Born in Slums: Shanti Bhavan School Graduates Now Top Professionals

By Charmaine Noronha 8/13/14 |

Shanti Bhavan's first ever graduating class. Anith Kumar (2nd from left), founder Abraham George (3rd from left) and Ajit George (end of top row) — photo courtesy of SBCP.

Anith Kumar works at Ernst & Young in Banglore, India, pouring over tax documents. The swanky offices are worlds away from the slum in northern Bangalore where Kumar was born. The child of Dalit parents — the bottom of the Hindu caste system that live in crushing poverty and still face widespread discrimination in India despite laws to protect them — Kumar is a shining example of the power of a school whose mission is to break their cycle of poverty.

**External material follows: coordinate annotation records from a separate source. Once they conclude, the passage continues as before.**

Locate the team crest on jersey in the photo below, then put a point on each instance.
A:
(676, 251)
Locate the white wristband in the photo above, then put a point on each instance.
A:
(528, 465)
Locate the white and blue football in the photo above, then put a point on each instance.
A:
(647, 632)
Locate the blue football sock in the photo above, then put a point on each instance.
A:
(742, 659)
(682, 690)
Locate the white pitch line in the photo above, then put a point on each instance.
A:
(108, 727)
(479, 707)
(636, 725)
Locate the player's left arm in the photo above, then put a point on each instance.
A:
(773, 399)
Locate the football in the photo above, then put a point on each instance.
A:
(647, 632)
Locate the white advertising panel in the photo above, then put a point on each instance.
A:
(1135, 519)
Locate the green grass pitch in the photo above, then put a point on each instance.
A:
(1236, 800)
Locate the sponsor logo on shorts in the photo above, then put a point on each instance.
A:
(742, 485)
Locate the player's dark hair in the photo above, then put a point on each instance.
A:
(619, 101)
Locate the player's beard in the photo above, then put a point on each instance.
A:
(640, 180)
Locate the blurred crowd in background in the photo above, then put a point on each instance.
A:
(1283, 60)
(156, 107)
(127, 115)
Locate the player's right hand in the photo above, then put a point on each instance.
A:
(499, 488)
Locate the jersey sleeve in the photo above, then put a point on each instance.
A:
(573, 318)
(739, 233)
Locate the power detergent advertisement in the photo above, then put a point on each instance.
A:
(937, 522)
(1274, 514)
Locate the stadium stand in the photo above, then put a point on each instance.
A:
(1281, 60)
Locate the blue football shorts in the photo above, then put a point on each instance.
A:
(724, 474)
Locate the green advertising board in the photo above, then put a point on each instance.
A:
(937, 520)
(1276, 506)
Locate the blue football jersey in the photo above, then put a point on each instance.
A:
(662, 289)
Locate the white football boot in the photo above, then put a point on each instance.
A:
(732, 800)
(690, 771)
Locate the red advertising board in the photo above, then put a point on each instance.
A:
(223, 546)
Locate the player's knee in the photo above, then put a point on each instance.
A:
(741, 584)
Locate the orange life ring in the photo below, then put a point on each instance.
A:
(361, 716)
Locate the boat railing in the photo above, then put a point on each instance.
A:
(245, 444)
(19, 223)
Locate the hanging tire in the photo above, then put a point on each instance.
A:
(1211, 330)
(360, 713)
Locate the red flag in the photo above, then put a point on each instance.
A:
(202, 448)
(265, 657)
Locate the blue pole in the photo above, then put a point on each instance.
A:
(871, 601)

The Shanti Bhavan school — formerly known as The Shanti Bhavan Children's Project — sits about an hour's drive from Bangalore, India's Silicon Valley. Started by Abraham George in 1997, the privately funded school takes kids from slums around Bangalore at age four or five, screens them, and enrolls them into their institution.

“Most Dalit families live on less than $1 a day, it's beyond extreme poverty,” Abraham’s son Ajit George, who works as Shanti Bhavan's director of operations, tells Samaritanmag.

“Many are often single parent families, some of whom sell off their daughters or just give them away to be married at age 12, sometimes younger. Many children are forced to work from a very young age and are the victims of abuse. My father wanted to help put an end to this cycle as best he could.”

Students of Shanti Bhavan — photo courtesy of SBCP.
At Shanti Bhavan, the children are provided with an education, boarding, meals, clothing and medical care at no cost to their families until they graduate after their 12th grade college entrance exams. The school preps them for these vital exams and works to help ensure every student passes and proceeds to post secondary school — a feat that would have been near impossible without the care and resources provided by Shanti Bhavan.

Abraham George's premise is that if you provide India's most under privileged with access to the same technology and education that have enabled other Indians to thrive in globalization, they could too.

Kumar was five years old when a blue Jeep drove into his slum. Former school principal Lalita Law approached him and his family and said, “We have this idea, we're going to break the poverty cycle by taking kids to this school that we've started,” Kumar tells Samaritanmag.

“And then from age five to 18, my school, living and health care, everything was taken care of. But the best thing that was given to us was the care and the love that each individual was given. Special attention and being cared for made each one of us special today.”

Kumar was one of 14 students who were the first to graduate in 2010. One child per family gets admitted because they want to give as many families as possible a chance and the children generally go on to help the family and community out. All 14 were accepted into top colleges in Bangalore and all hold professional positions in major institutions: Goldman Sachs, Mercedes Benz, IGate, Ernst & Young and Hewlett Packard.

Those graduating students were featured in Madeline Grant's documentary, The Backward Class, which premiered at Toronto's documentary festival Hot Docs in May. The inspiring documentary took home the Audience Choice award. Along with Ajit George, Kumar and former classmate Vijay Kumar Veerapan boarded a plane and flew out of India for the first time to attend the screening.

“Kumar and Vijay will make more in one year than their parents would in a lifetime,” George says after the Toronto screening. “At least 50 percent of that money will go back into the communities. These kids send money back to their families, they go back into the slums to teach the children there and some have said they would like to open more schools. The school changes more than just the life of one student but their entire community.”

India's caste system was outlawed in 1950, but a stratified society still persists and with an ever growing population, the North American notion of rising above your lot in life is near impossible.

George speaks about the students as if they are his own kin — an affinity that helped the family weather tough times after the 2008 recession knocked them off their feet and left the family distraught about whether they could continue to fund the school, which relies mainly on their personal finances, as well as a few private donors.

“It was an extremely tough time for our family,” says George. “But we also couldn't just abandon the kids and leave them to once again fend for themselves. My father had a mission to change their lives and we weren't willing to let that mission fail.”

By reorganizing the family's finances, campaigning for private donors and cutting some costs at the school, the Georges were able to sustain the school, and, since its inception, have maintained a graduation rate of around 15 students each year, all in the top first division, and more than half get distinctions. All of the students proceed to college and are often recruited directly from college to work in major corporations in India.

“Where I am today would never have been possible without the school,” says Kumar. “I was born into the lowest caste in Indian society, which means my life was basically set out for me to continue the life of poverty my parents lived. My people are oppressed and repressed; they can't even cross the street to access water that is for the so-called higher caste people. The higher caste live on one part of the street and the lower caste on another. For a kid to go through that, it's psychologically disturbing and what Shanti Bhavan does, it has taken us away from that community and has given us a proper environment to grow up in. Had it not been for Shanti Bhavan, my life would have been drastically different than it is today.”